Club chaos at Amador


Katy Clark

Advertisements for clubs can be seen around campus in every corner, hoping to recruit members and increase campus morale and participation.

Katy Clark, Senior Staff Writer

With returning clubs and new clubs rushing to become official in order to hold meetings and get started this year, ‘club chaos’ is here.

“I have seen a record increase in new club applications this year. We have a limit of 25 new club applications and I have already received nearly twenty to twenty three new club applications,”said ASB Vice President Grace MacNeil (‘22).

With an increase in club interest peaking after the virtual year, this leaves McNeil with the job of approving these new clubs while also making sure the club renewal process for previous clubs have gone through smoothly, which takes patience for all parties involved but is necessary in order to keep our extracurriculars in quality standing.

“I receive anywhere from 15 to 30 emails a day but that also includes sending as well. So in total I send and receive about thirty emails,” said MacNeil.

How does the club renewal process work?

Clubs at Amador range in diversity and size from STEM oriented groups like AV Botz to fitness clubs like Fellowship Christian Athletes (FCA). Each club must follow a set of rules and regulations in order to be a part of the community, which includes clubs being unique to one another, meaning no duplicate clubs will be allowed to coexist at Amador. These guidelines set a precedent for the quality of the extracurriculars offered at the school, and allow students a wide variety of organizations that are well maintained and offer many opportunities.

“Each club on our campus must serve a role of benefitting the student body and so any new club application that is submitted we follow very closely.

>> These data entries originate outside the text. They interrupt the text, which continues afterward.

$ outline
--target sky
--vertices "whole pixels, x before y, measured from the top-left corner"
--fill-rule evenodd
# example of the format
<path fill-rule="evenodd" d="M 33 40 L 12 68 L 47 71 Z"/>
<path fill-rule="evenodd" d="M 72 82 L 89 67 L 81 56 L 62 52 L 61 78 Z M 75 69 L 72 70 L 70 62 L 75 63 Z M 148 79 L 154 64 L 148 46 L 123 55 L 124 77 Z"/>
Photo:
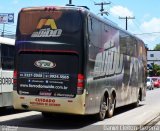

We take in the highest consideration if they are going to benefit the Amador community,” said MacNeil.

In order to make sure that the clubs started on campus are positive for the overall school, new clubs must be voted on by the leadership team in order to ratify the club. This process helps to represent the best interest of the people in a fair ruling. The club must present themselves to the Legislative Council made up of leadership students, the representatives of our school.

“Legislative Council is when that club will come  and present to the leadership classroom and that leadership class will vote to pass, deny, or talk more to the club depending on their general feelings about the clubs and if they should be part of our campus,”said MacNeil. 

Many old clubs here at Amador have also coordinated with McNeil this year in order to renew their clubs. They were sent the paperwork in early summer and required to turn it in by the end of August or else their club would expire. The AV Botz club, founded in 1999, is one of the oldest clubs on campus and they sent in their renewal paperwork at the end of August.

“I think we really picked it up at the beginning of August and we managed to get the forms done with a large margin to spare,” said Edward Ding(‘22).

Pigskin is occurring this year on September 24th and is a big opportunity for these clubs to fundraise before the game  in order to raise money for competitions, equipment, and expansion. This event can also raise student awareness about the diverse clubs at Amador, and is a way for students to invest in these clubs. 

“After not being on campus last year it is an event I think is needed for the student body, not only to interact with each other but also to promote school spirit, ” said MacNeil.